Like Ms. Nicole, other entrepreneurs are also forging partnerships with food makers and other artisans. And these events may be held at hotels, malls or other high-traffic locales. Successful pop-ups should ignite the five senses, Ms. Gonzalez explained, because they are selling lifestyle events.
Sense-bolstering is exactly what Paul Trible, a co-founder of the luxury men’s wear company Ledbury, aims for with pop-ups. To build popularity, he has been throwing partylike events, which have included bourbon tasting, local breweries and DJ’s who spin funk and soul music.
One pop-up party in Atlanta drew a crowd of more than 350. And Steven Yeun, a star of “The Walking Dead,” even brought Scott Gimple, a noted television show and comedy writer, who bought a blazer.
“We’re all about fit and quality, and that’s our mantra,” said Mr. Trible, who studied shirt making with a London master tailor after his dreams of going into finance evaporated during the financial crisis. “And that’s very tactile. You have to feel it. So these pop-ups are great introductions for customers.”
For Mr. Trible, pop-ups fuel sales. And typically, his best e-commerce customers spend the most money. He also uses pop-ups to test retail locations, such as the Georgetown area of Washington, where one pop-up store lasted for three months. The team looked at foot traffic, repeat buys and other variables. “We’re opening a permanent store in the same neighborhood,” he said
Mr. Trible added that organizing a pop-up event in one week can be stressful. “You need a staff that’s a SWAT team to execute,” he said.

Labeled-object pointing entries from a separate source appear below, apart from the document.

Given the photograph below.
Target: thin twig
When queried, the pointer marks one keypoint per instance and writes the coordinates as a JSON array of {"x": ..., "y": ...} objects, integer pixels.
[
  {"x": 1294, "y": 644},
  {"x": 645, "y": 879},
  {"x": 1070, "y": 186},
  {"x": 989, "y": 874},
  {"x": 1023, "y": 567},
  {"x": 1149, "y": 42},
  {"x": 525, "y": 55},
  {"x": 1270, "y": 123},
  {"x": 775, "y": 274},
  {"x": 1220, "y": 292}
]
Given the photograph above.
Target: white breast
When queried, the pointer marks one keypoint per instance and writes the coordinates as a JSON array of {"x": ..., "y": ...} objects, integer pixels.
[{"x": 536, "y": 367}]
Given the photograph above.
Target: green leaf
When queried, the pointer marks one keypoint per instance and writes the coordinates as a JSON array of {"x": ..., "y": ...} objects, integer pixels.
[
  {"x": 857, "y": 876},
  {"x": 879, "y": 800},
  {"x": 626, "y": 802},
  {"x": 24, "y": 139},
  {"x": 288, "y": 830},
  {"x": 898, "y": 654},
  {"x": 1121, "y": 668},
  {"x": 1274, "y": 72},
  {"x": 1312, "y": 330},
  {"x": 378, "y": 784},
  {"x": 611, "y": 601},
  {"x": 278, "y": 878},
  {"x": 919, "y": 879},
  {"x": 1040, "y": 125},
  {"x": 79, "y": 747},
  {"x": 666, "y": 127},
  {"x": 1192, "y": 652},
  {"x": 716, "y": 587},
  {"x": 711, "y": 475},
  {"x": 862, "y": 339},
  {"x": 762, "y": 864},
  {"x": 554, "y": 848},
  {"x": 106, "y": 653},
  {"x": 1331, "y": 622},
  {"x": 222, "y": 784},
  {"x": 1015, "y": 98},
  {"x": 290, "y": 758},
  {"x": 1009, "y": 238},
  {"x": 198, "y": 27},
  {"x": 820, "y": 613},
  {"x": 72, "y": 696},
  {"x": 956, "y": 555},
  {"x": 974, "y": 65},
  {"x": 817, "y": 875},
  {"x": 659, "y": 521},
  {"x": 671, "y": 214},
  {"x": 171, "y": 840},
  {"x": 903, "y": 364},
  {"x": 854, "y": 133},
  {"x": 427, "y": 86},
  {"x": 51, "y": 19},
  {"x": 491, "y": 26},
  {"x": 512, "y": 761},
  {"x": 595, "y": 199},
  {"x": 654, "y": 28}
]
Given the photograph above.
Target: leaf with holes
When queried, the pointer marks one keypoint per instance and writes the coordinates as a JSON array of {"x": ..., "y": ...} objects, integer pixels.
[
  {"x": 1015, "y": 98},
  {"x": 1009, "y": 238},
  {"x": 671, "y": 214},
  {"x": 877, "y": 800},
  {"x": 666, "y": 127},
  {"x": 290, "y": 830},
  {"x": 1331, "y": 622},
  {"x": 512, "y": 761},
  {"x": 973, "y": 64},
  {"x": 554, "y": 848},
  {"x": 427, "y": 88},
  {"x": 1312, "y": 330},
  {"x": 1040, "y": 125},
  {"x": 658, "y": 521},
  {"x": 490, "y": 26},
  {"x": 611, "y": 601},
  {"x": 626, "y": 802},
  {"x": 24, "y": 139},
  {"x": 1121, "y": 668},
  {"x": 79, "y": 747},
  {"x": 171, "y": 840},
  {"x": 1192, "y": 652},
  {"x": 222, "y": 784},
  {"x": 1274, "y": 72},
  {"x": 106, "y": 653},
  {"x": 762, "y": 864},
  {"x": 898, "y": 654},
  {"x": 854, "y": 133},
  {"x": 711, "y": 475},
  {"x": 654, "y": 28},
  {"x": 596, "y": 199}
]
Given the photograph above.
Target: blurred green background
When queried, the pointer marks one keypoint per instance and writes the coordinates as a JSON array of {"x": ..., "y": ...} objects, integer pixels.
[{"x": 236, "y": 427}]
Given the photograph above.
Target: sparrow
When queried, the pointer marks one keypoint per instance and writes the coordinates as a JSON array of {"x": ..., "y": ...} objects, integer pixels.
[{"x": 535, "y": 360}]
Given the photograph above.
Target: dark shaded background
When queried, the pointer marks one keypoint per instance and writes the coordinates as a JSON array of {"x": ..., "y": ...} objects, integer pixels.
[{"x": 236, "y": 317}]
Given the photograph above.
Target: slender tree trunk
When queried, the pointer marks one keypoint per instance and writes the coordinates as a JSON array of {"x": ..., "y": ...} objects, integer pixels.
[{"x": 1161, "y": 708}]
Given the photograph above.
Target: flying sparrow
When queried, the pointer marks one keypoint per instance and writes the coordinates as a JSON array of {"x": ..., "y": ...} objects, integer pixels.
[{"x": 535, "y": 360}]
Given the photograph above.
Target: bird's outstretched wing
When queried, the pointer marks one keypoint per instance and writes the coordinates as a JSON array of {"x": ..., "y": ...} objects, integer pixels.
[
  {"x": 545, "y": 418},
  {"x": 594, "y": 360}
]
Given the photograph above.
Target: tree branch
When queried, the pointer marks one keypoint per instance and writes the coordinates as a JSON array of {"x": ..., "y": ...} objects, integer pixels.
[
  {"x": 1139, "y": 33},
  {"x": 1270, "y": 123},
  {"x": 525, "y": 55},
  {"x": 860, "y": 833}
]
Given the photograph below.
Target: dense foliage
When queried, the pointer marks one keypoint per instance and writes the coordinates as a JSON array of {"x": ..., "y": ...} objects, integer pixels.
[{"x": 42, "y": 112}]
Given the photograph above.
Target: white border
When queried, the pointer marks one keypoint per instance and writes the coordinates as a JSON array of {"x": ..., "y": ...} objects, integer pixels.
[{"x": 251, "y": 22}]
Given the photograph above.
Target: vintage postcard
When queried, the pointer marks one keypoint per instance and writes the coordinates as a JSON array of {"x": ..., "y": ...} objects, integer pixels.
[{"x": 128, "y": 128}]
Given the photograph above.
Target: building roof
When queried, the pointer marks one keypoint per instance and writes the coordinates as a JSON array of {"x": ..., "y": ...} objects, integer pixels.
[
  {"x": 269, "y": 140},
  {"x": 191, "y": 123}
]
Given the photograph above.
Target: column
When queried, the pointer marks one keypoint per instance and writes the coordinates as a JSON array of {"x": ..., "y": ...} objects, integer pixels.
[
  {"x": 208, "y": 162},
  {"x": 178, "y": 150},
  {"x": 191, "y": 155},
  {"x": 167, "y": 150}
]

Lack of planning, though, can doom the event. Retailers may not fully evaluate a location, said Ms. Gonzalez, or invest enough time in telling a story. “Understand the goal of a pop-up,” she advised.
During the early days of the Thursday Boot Company, pop-ups were held at a co-founder’s apartment in the Flatiron section of Manhattan. “We did fittings,” said Connor Wilson, Thursday Boot’s other co-founder. “Gave out free beer. And it was a chance to connect with customers.”
Another free pop-up was held at The Garret, a woodsy bar in Manhattan’s West Village, on a Saturday afternoon. It helped spur Thursday Boot’s Kickstarter campaign, which ended up raising $276,610 in one month, one of the most-financed footwear campaigns ever.
These days, Thursday Boot events are more formal. One three-month pop-up event was held at a retail space, which was part of Union Market in Washington Its handcrafted boots were displayed on industrial cable spools and the specially designed Thursday Boot flag was flying. “We’re trying to keep it fresh and fun,” said Mr. Wilson.
Shopping in person for handcrafted items is a nice change from buying online, said Ms. Morris. “And I love being part of the process,” she said.